The management of Kabanuck Corporation is considering dropping product V41B. Data from the company's accounting system appear below: Sales $922,000 Variable expenses $405,000 Fixed manufacturing expenses $517,000 Fixed selling and administrative expenses $336,000 All fixed expenses of the company are fully allocated to products in the company's accounting system. Further investigation has revealed that $207,000 of the fixed manufacturing expenses and $118,000 of the fixed selling and administrative expenses are avoidable if product V41B is discontinued. What would be the effect on the company's overall net operating income if product V41B were dropped?

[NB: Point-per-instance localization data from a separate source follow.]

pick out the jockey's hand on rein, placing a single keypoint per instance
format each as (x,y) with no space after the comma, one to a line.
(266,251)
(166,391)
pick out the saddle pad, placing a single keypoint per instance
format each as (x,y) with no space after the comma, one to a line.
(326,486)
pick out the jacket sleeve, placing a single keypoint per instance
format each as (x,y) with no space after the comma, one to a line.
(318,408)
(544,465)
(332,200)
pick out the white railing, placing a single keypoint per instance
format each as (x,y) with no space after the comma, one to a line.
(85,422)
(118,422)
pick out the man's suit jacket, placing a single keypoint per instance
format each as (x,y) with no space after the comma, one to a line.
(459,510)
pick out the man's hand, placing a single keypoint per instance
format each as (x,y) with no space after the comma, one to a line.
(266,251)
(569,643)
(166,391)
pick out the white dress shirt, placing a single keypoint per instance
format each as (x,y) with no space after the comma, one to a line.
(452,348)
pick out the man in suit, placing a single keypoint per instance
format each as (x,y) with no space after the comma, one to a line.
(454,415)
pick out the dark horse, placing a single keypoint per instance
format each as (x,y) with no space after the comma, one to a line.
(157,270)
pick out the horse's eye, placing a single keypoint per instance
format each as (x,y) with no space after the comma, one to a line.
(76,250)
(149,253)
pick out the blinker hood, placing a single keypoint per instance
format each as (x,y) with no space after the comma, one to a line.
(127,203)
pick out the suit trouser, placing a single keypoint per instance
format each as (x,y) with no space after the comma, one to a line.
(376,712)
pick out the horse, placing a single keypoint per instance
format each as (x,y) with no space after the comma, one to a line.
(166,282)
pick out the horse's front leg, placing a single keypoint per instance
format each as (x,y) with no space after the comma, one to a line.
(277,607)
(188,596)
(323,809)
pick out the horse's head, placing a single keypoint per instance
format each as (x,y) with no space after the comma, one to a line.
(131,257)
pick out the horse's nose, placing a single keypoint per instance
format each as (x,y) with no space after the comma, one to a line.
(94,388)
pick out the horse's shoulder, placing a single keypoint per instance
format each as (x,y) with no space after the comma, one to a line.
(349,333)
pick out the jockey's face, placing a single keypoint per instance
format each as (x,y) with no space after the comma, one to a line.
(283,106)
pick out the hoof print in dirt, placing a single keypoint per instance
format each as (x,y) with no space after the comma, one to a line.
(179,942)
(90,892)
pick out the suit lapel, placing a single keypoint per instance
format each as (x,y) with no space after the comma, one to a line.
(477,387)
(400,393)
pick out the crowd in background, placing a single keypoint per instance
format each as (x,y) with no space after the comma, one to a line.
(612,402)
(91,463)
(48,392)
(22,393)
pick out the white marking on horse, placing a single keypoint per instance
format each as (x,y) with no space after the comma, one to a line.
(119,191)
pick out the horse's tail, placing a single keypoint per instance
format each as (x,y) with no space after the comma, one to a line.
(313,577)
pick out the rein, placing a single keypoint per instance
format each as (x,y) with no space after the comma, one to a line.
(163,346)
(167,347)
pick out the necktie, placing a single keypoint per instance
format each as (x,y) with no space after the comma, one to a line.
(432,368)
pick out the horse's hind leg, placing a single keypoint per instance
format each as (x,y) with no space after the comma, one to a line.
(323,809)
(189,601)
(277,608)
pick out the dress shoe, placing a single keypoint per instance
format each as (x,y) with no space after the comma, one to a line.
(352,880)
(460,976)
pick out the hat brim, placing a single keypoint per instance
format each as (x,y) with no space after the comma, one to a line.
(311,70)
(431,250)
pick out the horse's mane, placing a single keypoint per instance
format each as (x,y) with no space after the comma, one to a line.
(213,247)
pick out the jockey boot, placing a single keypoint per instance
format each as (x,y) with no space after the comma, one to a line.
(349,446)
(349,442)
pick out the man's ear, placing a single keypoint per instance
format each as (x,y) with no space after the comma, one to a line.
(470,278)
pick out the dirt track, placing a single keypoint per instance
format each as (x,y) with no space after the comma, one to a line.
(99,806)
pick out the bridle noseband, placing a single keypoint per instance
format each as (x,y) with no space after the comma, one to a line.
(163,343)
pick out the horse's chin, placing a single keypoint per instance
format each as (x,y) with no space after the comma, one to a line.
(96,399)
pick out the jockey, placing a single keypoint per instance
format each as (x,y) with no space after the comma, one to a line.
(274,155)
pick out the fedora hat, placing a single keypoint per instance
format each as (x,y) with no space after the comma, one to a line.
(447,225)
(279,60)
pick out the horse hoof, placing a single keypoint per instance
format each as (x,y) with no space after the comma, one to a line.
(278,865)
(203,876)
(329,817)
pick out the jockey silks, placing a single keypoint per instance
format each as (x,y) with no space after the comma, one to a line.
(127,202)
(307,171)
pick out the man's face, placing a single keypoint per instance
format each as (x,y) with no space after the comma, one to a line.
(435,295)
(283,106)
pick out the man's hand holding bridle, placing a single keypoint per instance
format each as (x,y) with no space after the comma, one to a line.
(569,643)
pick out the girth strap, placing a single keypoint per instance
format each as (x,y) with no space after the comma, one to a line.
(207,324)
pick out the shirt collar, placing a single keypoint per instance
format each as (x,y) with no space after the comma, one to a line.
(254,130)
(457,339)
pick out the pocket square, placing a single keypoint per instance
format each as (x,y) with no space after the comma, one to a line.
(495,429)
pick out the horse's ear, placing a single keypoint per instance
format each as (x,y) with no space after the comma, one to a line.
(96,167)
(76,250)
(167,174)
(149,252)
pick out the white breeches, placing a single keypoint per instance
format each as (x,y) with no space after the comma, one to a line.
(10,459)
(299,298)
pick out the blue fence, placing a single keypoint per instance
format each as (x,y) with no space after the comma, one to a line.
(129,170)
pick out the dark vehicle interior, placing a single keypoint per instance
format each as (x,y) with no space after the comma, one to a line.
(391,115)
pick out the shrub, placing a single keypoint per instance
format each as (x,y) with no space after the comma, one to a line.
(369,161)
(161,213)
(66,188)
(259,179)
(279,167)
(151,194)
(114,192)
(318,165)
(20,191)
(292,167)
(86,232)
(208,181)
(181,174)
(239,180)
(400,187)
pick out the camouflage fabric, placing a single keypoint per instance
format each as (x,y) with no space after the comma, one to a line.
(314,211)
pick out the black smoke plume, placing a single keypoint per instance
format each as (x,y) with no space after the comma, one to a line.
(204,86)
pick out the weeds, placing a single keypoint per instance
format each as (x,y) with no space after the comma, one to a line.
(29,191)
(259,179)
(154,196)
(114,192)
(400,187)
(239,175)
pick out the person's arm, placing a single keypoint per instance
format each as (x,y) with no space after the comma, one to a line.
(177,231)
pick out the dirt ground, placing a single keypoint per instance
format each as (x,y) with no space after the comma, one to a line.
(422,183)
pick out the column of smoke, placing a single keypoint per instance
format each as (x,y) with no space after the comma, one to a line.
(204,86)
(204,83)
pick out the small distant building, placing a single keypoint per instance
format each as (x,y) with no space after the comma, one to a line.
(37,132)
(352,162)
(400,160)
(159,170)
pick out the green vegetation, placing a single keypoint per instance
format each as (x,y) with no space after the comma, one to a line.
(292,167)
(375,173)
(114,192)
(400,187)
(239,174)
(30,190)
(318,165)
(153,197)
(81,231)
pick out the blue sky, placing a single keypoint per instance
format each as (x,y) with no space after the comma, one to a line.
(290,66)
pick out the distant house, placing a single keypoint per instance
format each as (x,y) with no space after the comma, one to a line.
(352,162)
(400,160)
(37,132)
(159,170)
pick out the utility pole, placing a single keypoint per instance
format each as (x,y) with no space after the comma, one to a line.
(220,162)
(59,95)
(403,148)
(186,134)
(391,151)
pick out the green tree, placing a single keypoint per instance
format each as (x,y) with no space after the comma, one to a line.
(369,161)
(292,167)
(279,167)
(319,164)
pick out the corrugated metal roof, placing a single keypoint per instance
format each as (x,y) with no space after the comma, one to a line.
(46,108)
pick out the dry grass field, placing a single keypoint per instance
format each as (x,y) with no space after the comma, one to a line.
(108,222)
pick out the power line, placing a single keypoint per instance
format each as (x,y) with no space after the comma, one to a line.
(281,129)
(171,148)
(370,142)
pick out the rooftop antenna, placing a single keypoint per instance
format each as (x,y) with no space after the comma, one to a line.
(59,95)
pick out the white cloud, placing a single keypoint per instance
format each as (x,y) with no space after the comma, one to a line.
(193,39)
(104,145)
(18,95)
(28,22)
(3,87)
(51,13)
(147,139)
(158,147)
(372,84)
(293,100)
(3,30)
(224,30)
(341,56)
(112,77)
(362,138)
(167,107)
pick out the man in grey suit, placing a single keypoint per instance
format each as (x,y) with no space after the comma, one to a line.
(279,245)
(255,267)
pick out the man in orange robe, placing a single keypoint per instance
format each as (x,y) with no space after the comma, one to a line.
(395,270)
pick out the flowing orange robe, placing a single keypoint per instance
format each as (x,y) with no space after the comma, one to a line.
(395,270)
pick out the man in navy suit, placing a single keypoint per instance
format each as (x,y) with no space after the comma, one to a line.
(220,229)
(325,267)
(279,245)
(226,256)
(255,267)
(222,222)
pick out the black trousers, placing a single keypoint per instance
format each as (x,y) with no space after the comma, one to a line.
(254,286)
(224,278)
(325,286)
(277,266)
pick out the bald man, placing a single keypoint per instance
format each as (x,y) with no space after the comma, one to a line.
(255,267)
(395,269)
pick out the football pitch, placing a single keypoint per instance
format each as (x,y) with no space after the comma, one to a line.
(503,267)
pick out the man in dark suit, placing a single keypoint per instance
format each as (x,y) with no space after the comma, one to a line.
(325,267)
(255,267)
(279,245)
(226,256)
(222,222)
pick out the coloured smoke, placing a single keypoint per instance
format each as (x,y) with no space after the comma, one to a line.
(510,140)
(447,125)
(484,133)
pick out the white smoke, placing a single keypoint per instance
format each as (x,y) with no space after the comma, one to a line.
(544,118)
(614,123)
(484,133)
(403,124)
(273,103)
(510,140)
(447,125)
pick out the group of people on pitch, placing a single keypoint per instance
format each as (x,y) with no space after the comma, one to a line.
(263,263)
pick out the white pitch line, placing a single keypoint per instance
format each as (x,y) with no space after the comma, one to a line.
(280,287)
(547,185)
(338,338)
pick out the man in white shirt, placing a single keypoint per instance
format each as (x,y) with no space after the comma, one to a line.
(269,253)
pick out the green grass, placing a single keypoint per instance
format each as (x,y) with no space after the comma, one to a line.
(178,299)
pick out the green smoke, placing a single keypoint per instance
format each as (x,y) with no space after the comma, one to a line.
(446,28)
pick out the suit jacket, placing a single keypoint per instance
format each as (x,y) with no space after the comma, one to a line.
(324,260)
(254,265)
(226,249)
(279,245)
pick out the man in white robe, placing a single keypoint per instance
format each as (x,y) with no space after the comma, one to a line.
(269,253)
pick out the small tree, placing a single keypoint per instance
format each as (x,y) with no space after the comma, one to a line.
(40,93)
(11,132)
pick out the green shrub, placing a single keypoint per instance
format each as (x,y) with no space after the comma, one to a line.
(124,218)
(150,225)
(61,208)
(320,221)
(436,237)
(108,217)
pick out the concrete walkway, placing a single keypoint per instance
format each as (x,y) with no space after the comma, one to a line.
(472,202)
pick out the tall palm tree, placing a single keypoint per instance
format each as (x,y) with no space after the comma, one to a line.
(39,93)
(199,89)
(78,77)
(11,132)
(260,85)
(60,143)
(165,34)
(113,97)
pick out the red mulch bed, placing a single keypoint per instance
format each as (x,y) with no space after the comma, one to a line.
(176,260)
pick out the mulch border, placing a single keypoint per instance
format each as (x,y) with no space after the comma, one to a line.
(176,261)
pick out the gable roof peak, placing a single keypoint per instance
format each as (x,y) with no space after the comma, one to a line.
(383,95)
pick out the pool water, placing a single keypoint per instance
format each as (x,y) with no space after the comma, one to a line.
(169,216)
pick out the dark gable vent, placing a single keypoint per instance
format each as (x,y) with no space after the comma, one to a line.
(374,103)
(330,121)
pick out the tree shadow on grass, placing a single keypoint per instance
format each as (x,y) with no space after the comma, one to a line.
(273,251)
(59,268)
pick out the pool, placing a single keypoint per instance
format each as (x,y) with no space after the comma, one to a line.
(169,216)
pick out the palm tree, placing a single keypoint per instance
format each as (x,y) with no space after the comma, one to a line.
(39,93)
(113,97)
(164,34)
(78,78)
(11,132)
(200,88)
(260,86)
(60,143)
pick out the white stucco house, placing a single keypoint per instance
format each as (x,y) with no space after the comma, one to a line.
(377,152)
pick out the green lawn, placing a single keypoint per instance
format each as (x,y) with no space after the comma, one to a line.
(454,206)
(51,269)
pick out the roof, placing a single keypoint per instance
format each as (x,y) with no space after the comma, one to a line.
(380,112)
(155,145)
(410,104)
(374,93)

Keep the product | Drop the product | Difference | |
Sales | $922,000 | $0 | ($922,000) |
Variable Expenses | ($405,000) | $0 | $405,000 |
Contribution margin | $517,000 | $0 | ($517,000) |
Less : Fixed expenses | |||
Fixed manufacturing expenses | ($517,000) | ($310,000) | $207,000 |
Fixed selling and administrative expenses | ($336,000) | ($218,000) | $118,000 |
Total Fixed expenses | ($853,000) | ($528,000) | $325,000 |
Net Operating income | ($336,000) | ($528,000) | ($192,000) |
Drop the product
Fixed manufacturing expenses = $517,000 - $207,000
= $310,000
Fixed selling and administrative expenses = $336,000 - $118,000
= $218,000
If product V41B were dropped, net operating income decreases by $192,000.